I have seen the reviews praising this work and am completely surprised at the love people profess for this, yes it's dark, yes it has adult themes, but it isn't Milton and it's not even well written. The authours self proclaimed hatred of fantasy fiction is evident. He had a wonderful opening, that I agree with, but he ruined it by using the book as a platform for his views.
Lyra who I was intriqued with in the beginning, became irritating and I rapidly did not care about her. The revelation and introduction of Will, was rushed and incomprehensible and I blanked most of the supporting characters. They were not memorable, likeable or even interesting. The plot bounced around with no real direction except to ram home Pullman's prejudice and it rapidly got boring.
I had high hopes for this book, but I was very disappointed. I don't care about his views, only that he did not deliver the read that I was anticipating.
A brilliant fantasy trilogy September 20, 2007 112 out of 125 found this review helpful
Philip Pullman's dark fantasy trilogy, His Dark Materials, ostensibly written for children, is actually literature of a much higher order. The title of the trilogy comes from a particularly powerful passage of Milton's Paradise Lost, the great religious epic poem whose central story is the thematic basis for this trilogy. Another important influence on these three novels is the Christian Parsifal or Sir Percival story, which dates back to the early middle-ages as part of both the King Arthur and the Holy Grail cycle of tales. From its very first page, Pullman's crisp, evocative writing creates a world not quite like ours but just similar enough to be uncomfortable and strangely familiar. As readers of the trilogy know, most of the events in these books do not occur on our world or even in our universe. Of course, because this is post Tolkien fantasy, Mr. Pullman has absorbed all of the usual fantasy tropes and has no desire to repeat them. So what he writes is new, deeper, with fully rounded characters that come alive on the page. His courageous young heroine, Lyra Belacqua with her daemon familiar, Pantalaimon, always by her side, is one of the great creations in "children's literature". Lyra and Pan make an especially entertaining, often very amusing, pair. Her fearsome Uncle, Lord Asriel, is one of those rich, ambiguous creations that keep you guessing as to their motives, reminiscent of Professor Snape in J. K. Rowling's Potter novels. Pullman's writing is lean and well crafted and exciting to read. Once started, it is very difficult to set aside.

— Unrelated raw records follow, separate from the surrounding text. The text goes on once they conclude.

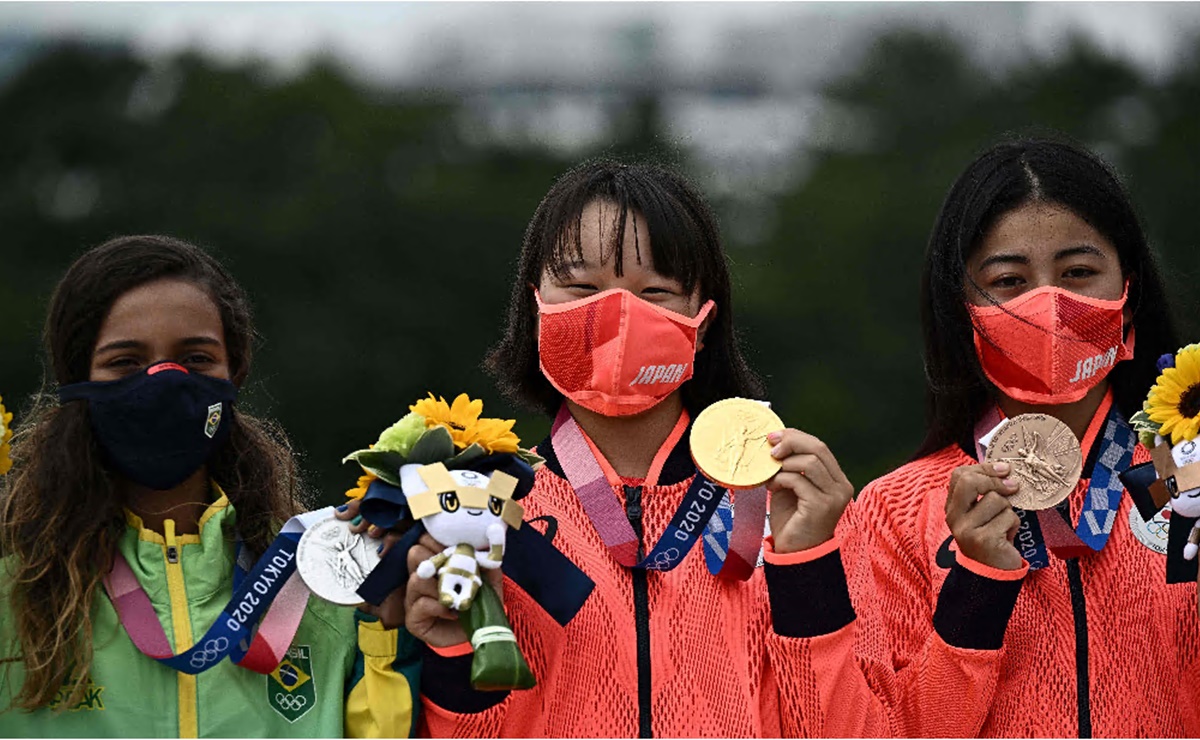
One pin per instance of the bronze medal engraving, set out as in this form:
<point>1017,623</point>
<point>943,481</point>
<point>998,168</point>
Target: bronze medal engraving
<point>1045,458</point>
<point>729,443</point>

This three volume boxed set contains the books in hardcover with their original dustcovers. Their artwork is lovely. It also contains a map: a necessity in today's complex world of fantasy. The first volume, The Golden Compass, has been filmed and was recently released on DVD. The two succeeding books, The Subtle Knife and The Amber Spyglass, will presumably follow thereafter. This set makes a lovely gift for an older and mature reading child or an adult who still retains memories of childhood and all of its dark mysteries. Strongly recommended.